À la sortie de cette première de cette convocation Mutamba est reparti libre, mais devra se représenter devant les juges le vendredi 6 juin à 10h, selon une nouvelle convocation officielle. Ce sursis temporaire ne dissipe pas l’ombre de soupçons qui plane sur lui : près de 19 millions de dollars auraient été détournés dans le cadre d’un contrat de gré à gré, selon le Parquet général. Le procureur Firmin Mvonde a déjà transmis un réquisitoire à l’Assemblée nationale, dénonçant des irrégularités majeures dans les marchés publics et mettant en cause directement le ministre.

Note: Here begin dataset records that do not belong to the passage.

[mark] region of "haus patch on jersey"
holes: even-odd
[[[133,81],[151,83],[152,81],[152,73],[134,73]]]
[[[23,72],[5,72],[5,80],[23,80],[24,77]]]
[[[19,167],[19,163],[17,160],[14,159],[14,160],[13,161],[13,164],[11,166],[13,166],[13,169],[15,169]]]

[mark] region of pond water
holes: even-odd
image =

Mutamba, lui, rejette catégoriquement toute responsabilité. Il se dit victime d’un « acharnement politique » motivé par ses différends avec la Première ministre. « C’est une cabale destinée à me salir », a-t-il laissé entendre. Devant les députés, il a toutefois reconnu des « erreurs administratives » et présenté ses excuses, sans pour autant convaincre. L’Assemblée nationale a autorisé les poursuites judiciaires, laissant désormais la justice suivre son cours.
Malgré ce scandale retentissant, Mutamba conserve à ce stade son portefeuille ministériel. À sa sortie du Parquet général, il a été acclamé par plusieurs dizaines de partisans, mobilisés pour lui témoigner leur soutien. Une scène contrastée avec la gravité des accusations pesant sur lui, mais révélatrice des tensions politiques sous-jacentes.
L’audition de vendredi sera déterminante. En attendant, c’est tout un pan de l’exécutif congolais qui retient son souffle.